Участь наша не решена. Поэтому нужно, молясь, поставить себя пред судом Божиим и понимать, что ответ на слова: «Господи Иисусе Христе, Сыне Божий, помилуй мя, грешного» может быть «Помилую», а может быть и «Не помилую». И нужно не только молиться, но и жить в ожидании этого ответа.
—То есть мы должны постоянно думать о спасении?
—В книге современного греческого писателя архимандрита Херувима (Карабеласа) «Ностальгические записки из удела Божией Матери» есть рассказ об одном святогорском монахе, который был занят только одним вопросом, и кого бы ни встречал на своем пути, подходил ко всем и с болью спрашивал: «Как ты думаешь, мы спасемся?». И если в его сердце появлялась надежда на спасение, он бывал более радостен и весел, чем обычно, а когда эта надежда исчезала, он совершенно погружался в скорбь.

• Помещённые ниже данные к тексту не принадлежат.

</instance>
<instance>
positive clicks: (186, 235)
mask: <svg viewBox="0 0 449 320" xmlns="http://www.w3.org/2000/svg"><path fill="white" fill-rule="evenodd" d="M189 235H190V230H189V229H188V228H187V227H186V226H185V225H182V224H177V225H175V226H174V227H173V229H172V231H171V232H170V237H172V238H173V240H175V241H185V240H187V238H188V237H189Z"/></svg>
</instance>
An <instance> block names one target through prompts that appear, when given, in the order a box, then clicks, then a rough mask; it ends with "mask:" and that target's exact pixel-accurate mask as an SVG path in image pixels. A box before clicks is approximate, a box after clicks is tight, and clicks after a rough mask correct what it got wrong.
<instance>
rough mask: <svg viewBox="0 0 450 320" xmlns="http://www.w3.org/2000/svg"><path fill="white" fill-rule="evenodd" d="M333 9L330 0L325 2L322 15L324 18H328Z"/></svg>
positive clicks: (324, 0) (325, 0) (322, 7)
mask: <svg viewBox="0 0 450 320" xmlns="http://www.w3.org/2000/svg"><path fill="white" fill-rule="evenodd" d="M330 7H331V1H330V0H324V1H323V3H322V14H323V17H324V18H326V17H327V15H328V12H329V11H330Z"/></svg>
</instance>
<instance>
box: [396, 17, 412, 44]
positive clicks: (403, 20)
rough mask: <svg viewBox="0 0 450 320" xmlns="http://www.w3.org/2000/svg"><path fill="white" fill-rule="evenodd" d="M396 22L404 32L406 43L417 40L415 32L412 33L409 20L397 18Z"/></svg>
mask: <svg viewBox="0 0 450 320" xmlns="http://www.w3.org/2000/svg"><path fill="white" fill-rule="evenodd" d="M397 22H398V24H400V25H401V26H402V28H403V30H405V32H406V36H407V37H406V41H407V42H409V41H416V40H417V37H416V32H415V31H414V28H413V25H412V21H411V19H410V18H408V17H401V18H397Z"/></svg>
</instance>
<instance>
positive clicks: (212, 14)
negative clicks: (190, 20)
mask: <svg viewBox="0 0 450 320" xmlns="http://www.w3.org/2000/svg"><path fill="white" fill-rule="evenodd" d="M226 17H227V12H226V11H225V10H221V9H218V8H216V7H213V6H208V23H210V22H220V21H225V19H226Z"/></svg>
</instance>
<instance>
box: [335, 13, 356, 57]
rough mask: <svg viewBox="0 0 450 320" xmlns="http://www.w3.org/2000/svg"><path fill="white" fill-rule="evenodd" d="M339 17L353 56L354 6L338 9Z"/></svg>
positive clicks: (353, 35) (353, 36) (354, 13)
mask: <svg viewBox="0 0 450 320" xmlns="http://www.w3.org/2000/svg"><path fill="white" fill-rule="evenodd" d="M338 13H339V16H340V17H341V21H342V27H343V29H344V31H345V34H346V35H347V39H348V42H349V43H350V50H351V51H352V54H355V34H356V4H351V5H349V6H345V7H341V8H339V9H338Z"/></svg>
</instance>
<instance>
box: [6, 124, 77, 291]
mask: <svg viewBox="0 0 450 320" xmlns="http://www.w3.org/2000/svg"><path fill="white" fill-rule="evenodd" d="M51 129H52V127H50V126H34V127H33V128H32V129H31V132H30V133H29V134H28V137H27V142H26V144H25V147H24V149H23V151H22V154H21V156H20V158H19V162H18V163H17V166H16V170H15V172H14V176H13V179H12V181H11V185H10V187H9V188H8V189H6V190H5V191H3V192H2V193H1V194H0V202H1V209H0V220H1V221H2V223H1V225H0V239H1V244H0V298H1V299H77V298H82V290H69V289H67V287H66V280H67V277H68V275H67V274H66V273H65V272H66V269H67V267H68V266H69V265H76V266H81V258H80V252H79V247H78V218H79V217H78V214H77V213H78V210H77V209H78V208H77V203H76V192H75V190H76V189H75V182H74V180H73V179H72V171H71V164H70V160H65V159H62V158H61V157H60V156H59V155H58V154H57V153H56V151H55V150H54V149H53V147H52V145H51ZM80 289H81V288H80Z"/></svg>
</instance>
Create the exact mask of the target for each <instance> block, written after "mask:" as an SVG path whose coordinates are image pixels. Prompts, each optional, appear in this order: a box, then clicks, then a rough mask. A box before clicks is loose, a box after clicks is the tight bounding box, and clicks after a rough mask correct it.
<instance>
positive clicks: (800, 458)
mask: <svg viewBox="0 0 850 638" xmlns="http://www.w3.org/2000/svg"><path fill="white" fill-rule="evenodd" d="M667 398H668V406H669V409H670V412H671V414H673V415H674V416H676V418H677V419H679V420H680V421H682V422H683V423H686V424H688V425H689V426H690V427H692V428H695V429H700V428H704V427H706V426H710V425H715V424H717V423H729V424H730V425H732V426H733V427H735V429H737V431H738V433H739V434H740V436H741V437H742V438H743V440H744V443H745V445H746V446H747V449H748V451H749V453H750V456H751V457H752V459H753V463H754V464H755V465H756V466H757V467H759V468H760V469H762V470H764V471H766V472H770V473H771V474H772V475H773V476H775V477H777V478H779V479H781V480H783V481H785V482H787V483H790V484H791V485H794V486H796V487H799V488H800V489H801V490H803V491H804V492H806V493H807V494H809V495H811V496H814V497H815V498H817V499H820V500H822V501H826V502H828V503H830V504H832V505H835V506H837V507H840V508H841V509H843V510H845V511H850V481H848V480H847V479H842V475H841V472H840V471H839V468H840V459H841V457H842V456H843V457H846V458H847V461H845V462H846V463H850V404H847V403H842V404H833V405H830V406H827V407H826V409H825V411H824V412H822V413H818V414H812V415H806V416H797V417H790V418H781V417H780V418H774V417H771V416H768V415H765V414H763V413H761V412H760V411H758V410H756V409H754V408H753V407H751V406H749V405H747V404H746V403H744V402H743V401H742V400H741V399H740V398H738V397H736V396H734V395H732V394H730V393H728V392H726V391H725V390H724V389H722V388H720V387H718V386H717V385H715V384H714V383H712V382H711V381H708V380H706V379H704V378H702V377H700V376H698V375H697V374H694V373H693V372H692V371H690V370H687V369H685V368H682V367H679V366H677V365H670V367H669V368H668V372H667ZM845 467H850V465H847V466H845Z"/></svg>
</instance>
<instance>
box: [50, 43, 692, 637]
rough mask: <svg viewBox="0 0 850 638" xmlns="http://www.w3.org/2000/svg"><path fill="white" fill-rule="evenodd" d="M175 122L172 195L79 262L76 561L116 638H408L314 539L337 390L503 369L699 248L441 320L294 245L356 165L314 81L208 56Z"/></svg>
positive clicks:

—Получается, это самый главный вопрос для христианина?
—Безусловно, это самый главный вопрос. Когда человек находится на грани жизни и смерти, что для него самое важное? А ведь мы находимся на грани между вечной жизнью и вечной смертью. И непонятно, по какую сторону этой грани мы окажемся… Вся наша жизнь как раз и зависит от того, становится ли этот вопрос для нас самым важным. Потому что каждое решение, которое мы принимаем, каждый выбор, который мы делаем, будет обусловлен отношением к этому вопросу.
—Евангелие — это та книга, которая рассказывает нам, что нужно сделать, чтобы обрести спасение?
—Евангельские заповеди сообщают нам о том, о чем знает, но нередко молчит наша совесть. Потому что нет ни одной заповеди, которую бы здоровая, до конца не убитая грехом человеческая совесть не воспринимала как что-то свое. Бывает так, что человек, никогда ранее не читавший Евангелия, открывает его и понимает, что все это он давно знает и давно слышал, настолько это естественно для человеческой души. И какими бы испорченными мы ни были, где-то в глубине нашей души живет то, что мы находим в Евангелии, живет само Слово Божие. А Слово Божие — это Сам Господь.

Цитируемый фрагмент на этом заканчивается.